4) Do what’s right for you and your baby
Everywhere mamas turn nowadays, there’s someone suggesting what they’re doing isn’t right. Feeding to sleep, rocking to sleep, holding your baby, responding when your baby cries – these things are all instinctive and natural, and have been for thousands of years… And for good reason!
Did you know that when you stand up holding your baby (rather than sitting down), their heartbeat is slower? Instinctively, we do what feels right for our babies – and they signal their needs and preferences to us through crying and cooing, showing us what works and what doesn’t, for their healthy development. When babies are developmentally ready, they won’t need you to cuddle them to sleep anymore, or to feed them to sleep, or to rock them. In the meantime, don’t feel guilty for holding your baby, or feeding them to sleep, or doing whatever else feels natural and right for you and your baby. They only need it for such a short time and, once they don’t, you may find you miss it!

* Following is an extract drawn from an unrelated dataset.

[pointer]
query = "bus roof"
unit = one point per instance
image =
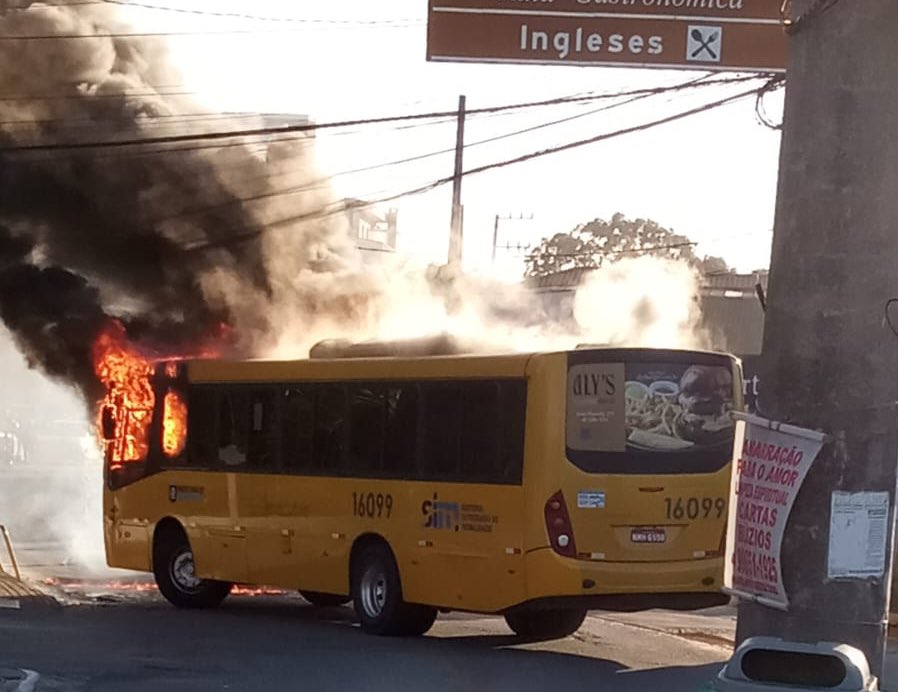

5) Be honest with other mums
Sometimes, in order to ‘keep up’ with other mamas, we can hide how we’re really doing. We might claim our baby is sleeping well when they’re not. Or we might claim that we’ve got our sex life back to normal eight weeks after giving birth when really we haven’t even had a moment alone with our partner. Or we might pretend we’re happy and thriving, when actually we’re quietly crying the moment we get back in the car. By keeping up a pretence of a perfect new-mama life, we end up missing out on support, camaraderie and a wonderful opportunity to vent and empathise. And your pretence might cause other mamas to go home in a panic after hearing how much everyone else is (pretending to be) thriving when they themselves feel like they’re struggling. It results in a cycle of pretence, inadequacy and isolation. Instead, try opening up to other parents. Be honest about your successes and struggles, and try lifting others up through shared experience rather than competing.